Ali Akbar Salehi, head of Iran's Atomic Energy Organisation, claps as he looks at an object representing nuclear fuel which will be used in Tehran's research reactor during a ceremony to mark the Fourth National Anniversary of Nuclear Technology
Ali Akbar Salehi, then head of Iran's Atomic Energy Organization and now the country's minister of foreign affairs, claps as he looks at an object representing nuclear fuel that will be used in Tehran's research reactor during a ceremony to mark the Fourth National Anniversary of Nuclear Technology, in Tehran on April 9, 2010. Iran's underground uranium-enrichment facility will begin operations soon, a senior official was quoted by Iranian media on Sunday as saying, The move is likely to boost tension between the Islamic state and the West over Tehran's nuclear ambitions. EDITORS' NOTE: Reuters and other foreign media are subject to Iranian restrictions on leaving the office to report, film, or take pictures in Tehran.
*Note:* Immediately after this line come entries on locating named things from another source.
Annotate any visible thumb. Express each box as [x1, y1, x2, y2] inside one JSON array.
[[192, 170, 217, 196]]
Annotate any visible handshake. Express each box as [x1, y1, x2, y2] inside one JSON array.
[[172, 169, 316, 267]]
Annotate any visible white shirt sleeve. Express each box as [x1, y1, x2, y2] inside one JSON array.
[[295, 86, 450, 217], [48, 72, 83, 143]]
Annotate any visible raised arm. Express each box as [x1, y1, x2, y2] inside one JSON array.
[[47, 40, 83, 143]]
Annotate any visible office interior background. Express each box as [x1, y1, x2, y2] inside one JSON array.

REUTERS/Morteza Nikoubazl

Iran's underground uranium-enrichment facility will begin operations soon, a senior official was quoted by Iranian media on Sunday as saying, The move is likely to boost tension between the Islamic state and the West over Tehran's nuclear ambitions.
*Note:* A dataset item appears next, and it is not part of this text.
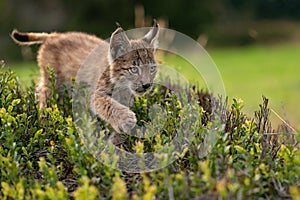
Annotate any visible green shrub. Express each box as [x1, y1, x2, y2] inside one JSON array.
[[0, 63, 300, 200]]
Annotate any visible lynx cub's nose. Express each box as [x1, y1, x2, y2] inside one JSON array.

The Fordow nuclear enrichment plant will be operational in the near future ... 20 percent, 3.5 percent and four percent enriched uranium can be produced at this site, said the head of Iran's Atomic Energy Organization, Fereydoun Abbasi Davani, the Kayhan daily reported.

Iran has said for months that it is preparing to carry out uranium enrichment at Fordow, a protected site deep inside a mountain near the Shiite Muslim holy city of Qom in central Iran.

The United States and its allies say Iran is trying to build bombs, but Tehran insists its nuclear program is aimed at generating power.

The inauguration of the site could block fresh nuclear talks with major powers aimed at resolving Iran's nuclear row through diplomacy. Iran has called for talks on its nuclear program with the permanent members of the United Nations Security Council and Germany (P5+1), which have been stalled for a year.

Diplomats told Reuters on Friday that Iran was believed to have begun feeding uranium gas into centrifuges in Fordow in late December as part of final preparations to use the machines for enrichment.

Iran is already refining uranium to a fissile purity of 20 percent -- far more than the 3.5 percent level usually required to power nuclear-energy plants -- above ground at another location.

Diplomats say it is moving this higher-grade enrichment to Fordow in an apparent bid to better protect the work against any enemy attacks. It also plans to sharply boost output capacity.

The United States and Israel, Iran's archenemies, have not ruled out strikes against the Islamic state if diplomacy fails to resolve the dispute.

Iran has been hit by four rounds of U.N. sanctions, while the United States and the European Union have imposed increasingly tight economic sanctions on Tehran over its nuclear program.

Iran disclosed the existence of Fordow to the International Atomic Energy Agency only in September 2009 after learning that Western intelligence agencies had already detected it.